Republic of the Union of Myanmar
National Unity Government
Ministry of Human Rights

UNITED NATIONS HUMAN RIGHTS COUNCIL 51st session
ITEM 2 – Interactive dialogue on the report of Independent Investigative Mechanism for Myanmar 
MYANMAR 
13 September 2022

The Republic of the Union of Myanmar welcomes the interactive dialogue with the Head of the Independent Investigative Mechanism for Myanmar (IIMM), Mr. Nicholas Koumjian, as well as the IIMM’s recent report to the Human Rights Council.

Mr. Koumjian’s remarks capture the situation in Myanmar well: as the illegal military junta intensifies its atrocity crimes against civilians, the “people of Myanmar continue to suffer because of the lack of accountability for those who believe they answer to no law.”

Myanmar strongly supports the IIMM’s deepening investigations into the military atrocities directed against the Rohingya in Rakhine State in 2016 and 2017. As Mr. Koumjian reports, five years later, significant numbers of Rohingya remain in neighbouring countries “awaiting the day when conditions will allow their safe and dignified return home.”

Myanmar also supports the IIMM’s efforts to make the collection and preservation of evidence of junta crimes a ‘major focus’. According to the Mechanism, there are ‘ample indications’ that:

crimes have been committed in Myanmar on a scale and in a manner that constitutes a widespread and systematic attack against a civilian population. The available evidence suggests that the crimes against humanity of murder; torture; deportation and forcible transfer; rape and other forms of sexual violence; persecution; and imprisonment have been committed.

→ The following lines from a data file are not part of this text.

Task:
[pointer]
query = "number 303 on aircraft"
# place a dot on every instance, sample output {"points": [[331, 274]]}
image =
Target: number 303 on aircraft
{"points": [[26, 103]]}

The IIMM’s report also documents junta war crimes that include:

intentional attacks directed against the civilian population as such, or against civilians not taking part in hostilities; violence to life against persons taking no active part in hostilities; rape; cruel treatment and torture; the carrying out of executions without previous judgment pronounced by a regularly constituted court; and ordering the displacement of the civilian population.’

Furthermore, the Mechanism has ‘collected substantial evidence in respect of the widespread burning of villages and towns, and of targeted or indiscriminate killing of civilians.’

After three years of operation, the IIMM’s repository of materials now includes close to three million information items, including ‘interview statements, documentation, videos, photographs, geospatial imagery and social media material’. 

In support of prosecutions, the Mechanism says that it has prepared 67 evidential and analytical packages for judicial authorities. It is also cooperating with the International Criminal Court (ICC), the International Court of Justice (ICJ) in The Gambia v. Myanmar case under the Genocide Convention, and with judicial authorities in Argentina on an active investigation into military atrocities against the Rohingya.

Yet despite the IIMM’s efforts, the junta’s continued impunity sustains its atrocities and denies victims, including the displaced, access to justice and reparations. As Mr. Koumjian concedes when discussing the Rohingya’s safe and dignified return home, “[t]he end of impunity for those who inflicted the violence would do much to create such conditions.”

Myanmar, as represented by the National Unity Government, will continue to cooperate with the IIMM by sharing information and identifying witnesses who can provide testimony in safe and secure ways that minimise retraumatisation. The National Unity Government and its partner ethnic organisations will also explore IIMM access to Myanmar territory, including to facilitate on the ground investigations. 

Further, Myanmar will strengthen its cooperation with the ICC and the ICJ in support of international accountability, and with UN Member States exercising universal jurisdiction in their domestic courts.

The IIMM’s report is yet another wake up call in the face appalling inaction by the international community to stop junta atrocities, to punish perpetrators, and to deliver justice to victims and survivors. If international accountability continues to prove elusive, including due to UN Security Council deadlock, then UN Member States must explore the creation of an ad hoc tribunal or jurisdiction to try perpetrators and to put the IIMM’s evidence to tangible use. As Mr. Koumjian has pressed, “the cooperation and support of other Member States will be a decisive factor in the success of the Mechanism’s efforts.”